Нет сомнений, что в нынешней России для подобного рода терроризма имеется богатая почва, непрерывно удобряемая правящей элитой. Так же, как Междуреченск стал логическим продолжением Пикалево, кровавые события в Приморье – закономерное следствие дела Дымовского. Мятежный майор, решивший рассказать «царю» правду о злых опричниках действовал точно по той же схеме, что и пикалевцы. И поплатился за это. Приморские «герильеро» к власть предержащим уже не апеллируют – они просто истребляют ментов.
Проблема в том, что иррациональный протест бесплоден по определению и чем больше поддержки он получает в обществе, тем более очевидна неспособность этого общества к эффективному сопротивлению.
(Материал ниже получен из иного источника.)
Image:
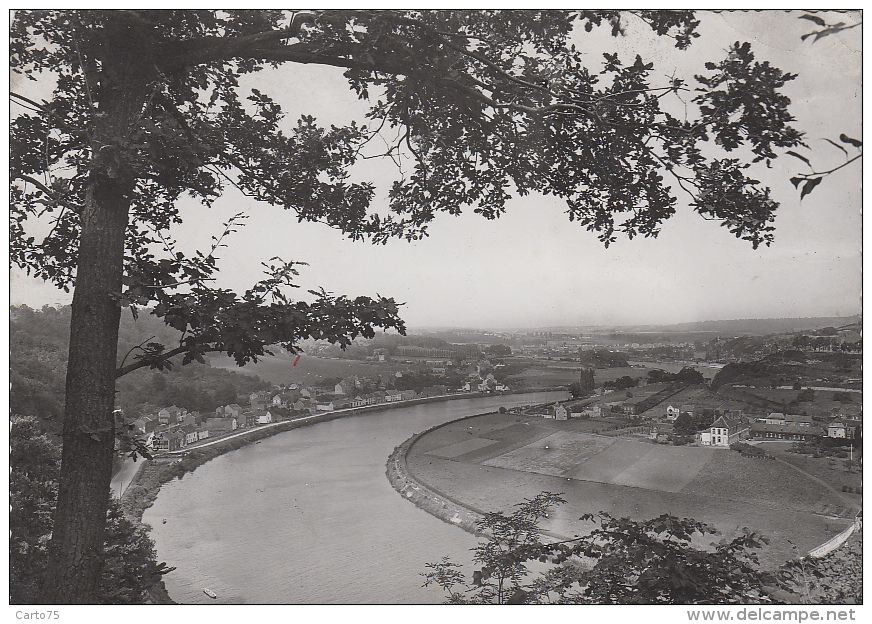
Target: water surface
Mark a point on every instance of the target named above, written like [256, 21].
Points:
[308, 516]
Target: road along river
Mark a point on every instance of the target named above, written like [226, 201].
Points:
[307, 516]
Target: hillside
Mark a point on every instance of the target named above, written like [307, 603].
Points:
[754, 326]
[38, 345]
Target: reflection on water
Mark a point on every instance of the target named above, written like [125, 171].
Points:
[308, 516]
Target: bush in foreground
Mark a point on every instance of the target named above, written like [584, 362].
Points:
[621, 561]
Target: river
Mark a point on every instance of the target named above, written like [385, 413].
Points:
[308, 516]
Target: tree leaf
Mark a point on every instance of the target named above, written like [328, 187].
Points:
[846, 139]
[837, 145]
[808, 187]
[800, 156]
[813, 18]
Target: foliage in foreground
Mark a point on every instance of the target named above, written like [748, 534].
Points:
[621, 561]
[129, 569]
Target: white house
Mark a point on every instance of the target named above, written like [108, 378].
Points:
[725, 431]
[561, 412]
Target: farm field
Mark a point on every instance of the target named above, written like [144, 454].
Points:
[493, 462]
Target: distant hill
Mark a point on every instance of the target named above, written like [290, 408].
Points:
[759, 327]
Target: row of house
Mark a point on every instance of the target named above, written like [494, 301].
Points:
[728, 429]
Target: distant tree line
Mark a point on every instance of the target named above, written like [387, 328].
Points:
[38, 345]
[130, 563]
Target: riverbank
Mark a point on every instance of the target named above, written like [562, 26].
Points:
[141, 494]
[831, 575]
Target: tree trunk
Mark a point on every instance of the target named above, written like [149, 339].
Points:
[89, 428]
[120, 86]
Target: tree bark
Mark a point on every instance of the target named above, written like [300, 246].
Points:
[89, 428]
[74, 569]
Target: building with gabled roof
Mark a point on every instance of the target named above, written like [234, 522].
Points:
[726, 430]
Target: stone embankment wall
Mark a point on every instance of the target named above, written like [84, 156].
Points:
[831, 545]
[426, 497]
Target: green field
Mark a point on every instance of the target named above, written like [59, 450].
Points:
[492, 462]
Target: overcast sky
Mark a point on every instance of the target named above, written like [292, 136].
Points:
[534, 268]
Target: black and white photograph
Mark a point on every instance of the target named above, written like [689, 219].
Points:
[435, 306]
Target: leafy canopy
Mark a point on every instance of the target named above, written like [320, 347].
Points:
[621, 561]
[483, 102]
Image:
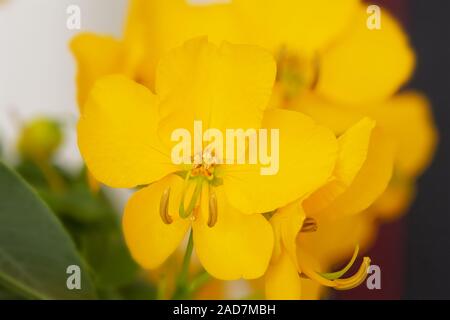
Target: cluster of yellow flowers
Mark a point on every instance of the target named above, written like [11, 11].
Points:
[351, 147]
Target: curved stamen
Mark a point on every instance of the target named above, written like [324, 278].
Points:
[164, 207]
[212, 217]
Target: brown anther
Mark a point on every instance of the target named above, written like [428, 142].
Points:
[164, 207]
[212, 217]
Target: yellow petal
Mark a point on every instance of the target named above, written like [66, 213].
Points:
[334, 116]
[395, 201]
[96, 56]
[117, 134]
[408, 120]
[307, 154]
[371, 179]
[301, 25]
[366, 65]
[353, 153]
[237, 246]
[200, 81]
[149, 239]
[282, 281]
[311, 290]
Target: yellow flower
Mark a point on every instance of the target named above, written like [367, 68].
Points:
[123, 136]
[305, 231]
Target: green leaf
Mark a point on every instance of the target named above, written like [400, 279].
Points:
[35, 250]
[339, 274]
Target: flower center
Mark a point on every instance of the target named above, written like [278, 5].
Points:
[295, 73]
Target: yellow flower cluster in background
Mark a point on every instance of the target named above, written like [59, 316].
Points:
[351, 144]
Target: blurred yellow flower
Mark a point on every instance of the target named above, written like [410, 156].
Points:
[362, 172]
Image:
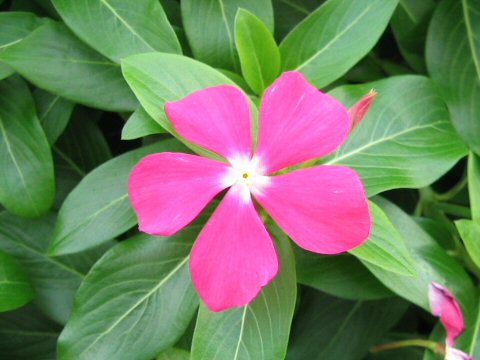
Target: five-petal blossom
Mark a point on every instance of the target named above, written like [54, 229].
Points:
[323, 208]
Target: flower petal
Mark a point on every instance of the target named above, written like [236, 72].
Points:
[298, 123]
[217, 118]
[234, 256]
[445, 306]
[323, 208]
[168, 190]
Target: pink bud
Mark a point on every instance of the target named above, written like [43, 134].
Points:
[358, 111]
[445, 306]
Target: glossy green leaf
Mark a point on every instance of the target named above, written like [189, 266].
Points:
[453, 61]
[342, 275]
[470, 234]
[54, 113]
[258, 52]
[330, 328]
[15, 287]
[399, 143]
[327, 43]
[27, 185]
[140, 124]
[119, 28]
[432, 264]
[385, 247]
[259, 330]
[474, 185]
[51, 56]
[99, 209]
[156, 78]
[55, 280]
[26, 334]
[141, 286]
[209, 26]
[409, 24]
[14, 27]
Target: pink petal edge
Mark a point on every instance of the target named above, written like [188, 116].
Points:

Вполне естественно, что выгоду из приморской драмы извлекут именно нацисты. Так же, как бессознательная ненависть к капитализму невежественного, деполитизированного и лишенного опыта классовой солидарности обывателя находит крайнее выражение в убийстве бесправных гастарбайтеров, убийство гастарбайтеров в милицейской форме является ударом не по системе, порождающей коррупцию и насилие, а по ее рабам. Зараженный ксенофобскими предрассудками рабочий видит в приезжем из Средней Азии или с Кавказа, прежде всего, конкурента на рынке труда, своего рода штрейкбрехера, отнимающего рабочие места у трудящихся коренной национальности. Взявшиеся за обрезы приморские парни, вероятно, мало чем отличаются от убитых ими рядовых ментов, таких же малокультурных представителей социального дна. Они мстят им за предательство общей для тех и других социальной среды.
Кто выигрывает от этой междоусобицы, угадать нетрудно. Сторонники авторитарного курса получают еще один повод для усиления репрессивного аппарата, в том числе – создания кастовой, противопоставленной трудящимся, профессиональной полиции. При этом значительная часть населения, уставшая от милицейского произвола и коррупции, наверняка поддержит подобное начинание. Рядовые сотрудники МВД, еще недавно сочувствовавшие Дымовскому и заявлявшие о нежелании разгонять социальные протесты, вероятно, сплотятся вокруг начальства. Спецслужбы и отделы по борьбе с экстремизмом, разумеется, усилят активность, так же как и нацистские подпольные группировки. Массовая поддержка безыдейной или реакционно окрашенной партизанщины не даст ничего, кроме выпускания пара, которое кровно необходимо власть предержащим. Единственный способ реально изменить положение вещей состоит в том, чтобы, объединив разрозненные очаги социального протеста, построить массовое, независимое от бюрократии и бизнеса движение рабочих и малоимущих, способное выдвинуть свою собственную, демократическую и антикапиталистическую программу. Отчаянию одиночек необходимо противопоставить силу коллективного отпора; примитивной националистической мифологии – идеологию классовой самоорганизации и солидарности; слепой ненависти – трезвое осознание своих интересов и целей ведущейся борьбы.